The Lesson of Sears: Adapt or Die

Once an icon of American retail, Sears Holdings (NSDQ: SHLD) is on the brink of bankruptcy.

The company added an expert on restructuring and bankruptcy to its board of directors. Also, the Wall Street Journal reports that the company has hired advisors to prepare to file for Chapter 11. Five years ago, the share price was still around $50, but it has steadily slid toward zero.

By the time you read this, it’s possible bankruptcy may have already occurred because Sears could take action ahead of $134 million of debt due this week.

Bankruptcy really isn’t surprising. After all, the retail chain has suffered losses in seven straight years, and sales have not grown since the financial crisis 10 years ago. Since May 2017 alone, the company has shut down more than 400 stores, or roughly 30% of its stores—never a good sign.

Just a few weeks ago, Sears CEO Eddie Lambert had released a debt-restructure plan to buy some time. But given Sears’ financially woeful performance, the lenders likely were impatient so bankruptcy looms.

Sear’s sad decline is a reminder that companies, no matter how dominant they seem, must continue to innovate and adapt to stay competitive.

Past Glory

Back in its heyday, Sears was a household name synonymous with mass consumerism. Everyone knew about the Sears Catalog, Sears Wish Book, and the Sears Tower. If you didn’t want to visit a Sears store, you could order from them by mail and the goods would be shipped right to you.
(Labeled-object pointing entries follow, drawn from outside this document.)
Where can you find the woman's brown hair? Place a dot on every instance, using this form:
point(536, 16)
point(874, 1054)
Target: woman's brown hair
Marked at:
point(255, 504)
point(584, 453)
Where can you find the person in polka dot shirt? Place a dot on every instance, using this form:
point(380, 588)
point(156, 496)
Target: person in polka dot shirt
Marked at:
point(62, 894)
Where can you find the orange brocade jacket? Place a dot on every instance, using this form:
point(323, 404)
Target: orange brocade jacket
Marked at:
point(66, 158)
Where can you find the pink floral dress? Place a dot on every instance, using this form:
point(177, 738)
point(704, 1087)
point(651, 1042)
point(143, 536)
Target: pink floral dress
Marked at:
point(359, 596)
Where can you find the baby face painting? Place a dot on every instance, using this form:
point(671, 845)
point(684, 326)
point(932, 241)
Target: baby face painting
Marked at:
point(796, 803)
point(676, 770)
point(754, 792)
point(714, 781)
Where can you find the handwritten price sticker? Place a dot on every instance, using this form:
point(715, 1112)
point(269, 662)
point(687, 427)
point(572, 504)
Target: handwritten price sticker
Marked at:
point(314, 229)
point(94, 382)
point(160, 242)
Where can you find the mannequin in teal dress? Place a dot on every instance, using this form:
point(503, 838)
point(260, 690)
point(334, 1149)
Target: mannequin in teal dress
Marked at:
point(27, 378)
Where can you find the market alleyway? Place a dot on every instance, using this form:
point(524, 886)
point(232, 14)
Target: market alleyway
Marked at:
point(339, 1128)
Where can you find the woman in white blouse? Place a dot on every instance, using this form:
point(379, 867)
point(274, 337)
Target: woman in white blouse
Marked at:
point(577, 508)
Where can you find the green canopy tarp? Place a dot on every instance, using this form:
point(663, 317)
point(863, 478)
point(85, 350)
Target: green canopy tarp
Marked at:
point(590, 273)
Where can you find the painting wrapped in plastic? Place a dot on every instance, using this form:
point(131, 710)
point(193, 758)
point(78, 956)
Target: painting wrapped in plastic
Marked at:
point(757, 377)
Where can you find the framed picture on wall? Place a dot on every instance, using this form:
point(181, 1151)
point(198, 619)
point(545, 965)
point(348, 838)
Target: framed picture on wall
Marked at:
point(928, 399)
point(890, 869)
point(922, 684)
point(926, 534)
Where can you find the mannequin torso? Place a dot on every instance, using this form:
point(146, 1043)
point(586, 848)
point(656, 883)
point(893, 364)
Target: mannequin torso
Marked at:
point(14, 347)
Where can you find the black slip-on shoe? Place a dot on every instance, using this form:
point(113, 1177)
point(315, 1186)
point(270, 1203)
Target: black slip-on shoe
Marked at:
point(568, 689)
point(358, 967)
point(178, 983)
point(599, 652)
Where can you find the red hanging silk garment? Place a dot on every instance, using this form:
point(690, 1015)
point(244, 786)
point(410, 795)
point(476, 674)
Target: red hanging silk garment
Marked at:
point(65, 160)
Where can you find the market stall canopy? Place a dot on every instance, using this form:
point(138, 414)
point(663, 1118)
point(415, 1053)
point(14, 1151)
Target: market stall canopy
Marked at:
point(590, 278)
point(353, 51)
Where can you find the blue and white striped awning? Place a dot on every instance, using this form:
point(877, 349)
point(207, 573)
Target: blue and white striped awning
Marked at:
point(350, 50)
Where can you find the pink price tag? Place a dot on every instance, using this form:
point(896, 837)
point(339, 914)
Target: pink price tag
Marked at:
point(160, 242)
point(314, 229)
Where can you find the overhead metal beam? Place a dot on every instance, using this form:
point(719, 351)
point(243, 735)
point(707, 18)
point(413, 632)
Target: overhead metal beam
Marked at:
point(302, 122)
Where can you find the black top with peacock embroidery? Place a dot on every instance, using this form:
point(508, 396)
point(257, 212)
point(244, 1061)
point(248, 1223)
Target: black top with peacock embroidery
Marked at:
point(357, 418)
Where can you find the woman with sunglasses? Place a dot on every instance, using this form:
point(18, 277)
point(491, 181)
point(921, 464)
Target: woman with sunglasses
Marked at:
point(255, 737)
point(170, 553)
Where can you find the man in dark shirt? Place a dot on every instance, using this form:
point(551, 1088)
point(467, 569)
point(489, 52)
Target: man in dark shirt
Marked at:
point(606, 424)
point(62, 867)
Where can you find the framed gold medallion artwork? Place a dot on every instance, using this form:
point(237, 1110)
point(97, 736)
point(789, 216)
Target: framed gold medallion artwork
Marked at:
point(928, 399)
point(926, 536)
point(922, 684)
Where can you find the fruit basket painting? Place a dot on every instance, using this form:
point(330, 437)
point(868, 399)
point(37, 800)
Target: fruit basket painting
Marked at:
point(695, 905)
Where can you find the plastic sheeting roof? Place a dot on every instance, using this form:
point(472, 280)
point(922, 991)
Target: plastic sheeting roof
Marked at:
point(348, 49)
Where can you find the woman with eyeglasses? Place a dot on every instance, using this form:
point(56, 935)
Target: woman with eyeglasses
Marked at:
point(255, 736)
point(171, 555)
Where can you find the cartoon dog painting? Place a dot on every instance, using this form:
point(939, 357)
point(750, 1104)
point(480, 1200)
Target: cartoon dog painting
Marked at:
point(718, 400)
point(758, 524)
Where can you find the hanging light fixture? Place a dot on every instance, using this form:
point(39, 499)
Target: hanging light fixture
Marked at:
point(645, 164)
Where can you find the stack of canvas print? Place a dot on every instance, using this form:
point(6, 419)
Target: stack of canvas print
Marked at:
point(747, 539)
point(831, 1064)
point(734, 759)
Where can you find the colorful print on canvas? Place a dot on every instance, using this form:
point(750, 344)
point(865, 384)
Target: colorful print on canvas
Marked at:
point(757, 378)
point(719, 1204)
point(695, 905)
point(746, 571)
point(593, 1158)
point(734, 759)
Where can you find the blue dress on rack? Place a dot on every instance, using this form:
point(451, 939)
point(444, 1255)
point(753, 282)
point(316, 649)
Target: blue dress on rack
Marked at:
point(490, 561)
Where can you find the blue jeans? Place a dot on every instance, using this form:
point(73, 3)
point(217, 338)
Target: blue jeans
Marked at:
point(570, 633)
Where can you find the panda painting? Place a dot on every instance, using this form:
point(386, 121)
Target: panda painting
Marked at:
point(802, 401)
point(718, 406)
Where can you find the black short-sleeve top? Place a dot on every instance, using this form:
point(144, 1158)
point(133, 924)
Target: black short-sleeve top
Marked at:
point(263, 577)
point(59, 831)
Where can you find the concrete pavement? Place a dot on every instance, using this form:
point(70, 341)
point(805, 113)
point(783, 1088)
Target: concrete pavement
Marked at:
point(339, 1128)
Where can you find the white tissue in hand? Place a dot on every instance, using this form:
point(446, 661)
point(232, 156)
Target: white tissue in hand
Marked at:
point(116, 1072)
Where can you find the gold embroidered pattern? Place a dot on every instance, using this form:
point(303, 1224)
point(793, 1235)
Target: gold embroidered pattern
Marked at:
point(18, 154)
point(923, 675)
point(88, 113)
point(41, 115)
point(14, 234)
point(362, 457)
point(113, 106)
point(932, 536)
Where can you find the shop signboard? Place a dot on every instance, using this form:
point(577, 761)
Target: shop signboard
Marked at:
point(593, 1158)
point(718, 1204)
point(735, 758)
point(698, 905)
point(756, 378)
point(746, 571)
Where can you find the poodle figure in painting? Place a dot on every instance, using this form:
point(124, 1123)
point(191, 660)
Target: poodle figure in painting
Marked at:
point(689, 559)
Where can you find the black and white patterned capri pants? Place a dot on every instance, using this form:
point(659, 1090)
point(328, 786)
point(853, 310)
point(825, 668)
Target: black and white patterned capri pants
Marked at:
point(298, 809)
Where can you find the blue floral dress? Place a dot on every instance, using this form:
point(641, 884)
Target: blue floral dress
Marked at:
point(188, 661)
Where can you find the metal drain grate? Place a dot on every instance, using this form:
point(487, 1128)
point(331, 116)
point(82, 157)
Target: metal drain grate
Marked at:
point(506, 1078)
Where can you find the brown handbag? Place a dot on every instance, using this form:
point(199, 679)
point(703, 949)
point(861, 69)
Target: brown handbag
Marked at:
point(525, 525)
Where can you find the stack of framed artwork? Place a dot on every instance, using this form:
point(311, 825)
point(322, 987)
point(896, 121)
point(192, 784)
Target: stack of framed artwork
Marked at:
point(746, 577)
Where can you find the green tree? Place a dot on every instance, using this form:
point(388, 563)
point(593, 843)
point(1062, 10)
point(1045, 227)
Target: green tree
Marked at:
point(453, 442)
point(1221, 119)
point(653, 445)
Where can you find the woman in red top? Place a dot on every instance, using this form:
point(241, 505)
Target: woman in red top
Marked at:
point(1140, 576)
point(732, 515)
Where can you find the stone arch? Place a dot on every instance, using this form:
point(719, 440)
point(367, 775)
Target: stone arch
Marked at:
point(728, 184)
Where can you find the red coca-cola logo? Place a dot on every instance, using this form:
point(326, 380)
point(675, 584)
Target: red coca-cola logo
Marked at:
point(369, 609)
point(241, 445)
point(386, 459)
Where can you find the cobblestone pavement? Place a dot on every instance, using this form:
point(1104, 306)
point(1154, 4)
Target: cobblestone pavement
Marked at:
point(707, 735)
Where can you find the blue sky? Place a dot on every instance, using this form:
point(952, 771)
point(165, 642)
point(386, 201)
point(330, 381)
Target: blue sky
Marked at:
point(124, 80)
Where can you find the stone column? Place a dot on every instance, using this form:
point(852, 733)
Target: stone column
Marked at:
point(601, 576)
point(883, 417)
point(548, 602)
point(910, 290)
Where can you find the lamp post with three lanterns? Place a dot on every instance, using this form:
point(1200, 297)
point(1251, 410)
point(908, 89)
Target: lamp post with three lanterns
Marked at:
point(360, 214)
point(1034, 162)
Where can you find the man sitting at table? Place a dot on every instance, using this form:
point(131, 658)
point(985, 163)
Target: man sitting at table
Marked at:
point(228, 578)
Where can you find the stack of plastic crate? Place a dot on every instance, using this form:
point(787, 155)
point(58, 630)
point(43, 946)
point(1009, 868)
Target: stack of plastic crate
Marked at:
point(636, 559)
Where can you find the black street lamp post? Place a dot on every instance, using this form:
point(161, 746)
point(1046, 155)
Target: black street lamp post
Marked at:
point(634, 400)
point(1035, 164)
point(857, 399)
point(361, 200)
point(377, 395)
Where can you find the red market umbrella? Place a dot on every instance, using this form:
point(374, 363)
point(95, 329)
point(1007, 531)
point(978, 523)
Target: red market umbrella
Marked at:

Sears was such a dominant force; it was basically the Amazon (NSDQ: AMZN) of yesteryear. And like Amazon, Sears was efficient, offered low prices, and expanded into other businesses to try to become an inextricable part of consumers’ lives.

Today, the Sears Catalog and Sears Wish Book no longer exist and Sears Tower isn’t even named Sears Tower anymore and belongs to someone else.

Not Enough Self Improvement

Sears looked for new ways to grow beyond retail. For example, in the 1980s, Sears tried to expand into financial services and bought Dean Witter and Coldwell, Banker & Co. Additionally, together with IBM (NYSE: IBM) it invested in an online portal called Prodigy, a pre-Internet private network. By 2000, it was seriously pushing sears.com as an online marketplace for its many product lines.

Unfortunately, as Sears looked outward, it didn’t do enough to improve its core retail business operations. The outside investments did not pan out and it was outmaneuvered by better-run retail competitors.

Twenty years ago, Sears’ most formidable rival was Walmart (NYSE: WMT) (Amazon was still finding its way). Walmart used better inventory and supply chain management to run its operations more efficiently and was able to offer lower prices and a wider selection of products, including groceries, and responded to changing consumer tastes more quickly.

Meanwhile, Sears simply didn’t make adjustments quickly enough and got left behind. By the end of the 1990s, Walmart had pushed Sears aside as top dog in retail and Sears has been running in quicksand since.

A Slow Death

In 2004, Sears merged with Kmart to create a major retail force with 3,500 stores. Lambert, then the major owner in Kmart, masterminded this deal. The idea was to cut costs and cross sell Sears and Kmart brands. The initial results were good. Sales rose in 2006, the first full year after the merger, but every year after that sales have gone downhill.

Lambert ran the combined Sears as if it were a bunch of separate divisions that had to compete with each other. Costs went up, and profits went down, eventually turning into losses.

And of course, the Amazon phenomenon happened. In 2006, Sears generated almost five times Amazon’s revenue. By 2011, Amazon had passed it and the gap is widening every year. In desperation, Sears has even partnered with Amazon on appliances, car batteries and tires, but the company had sunk too deep.

The lesson for investors: never stand still. The only constant in the business world is change.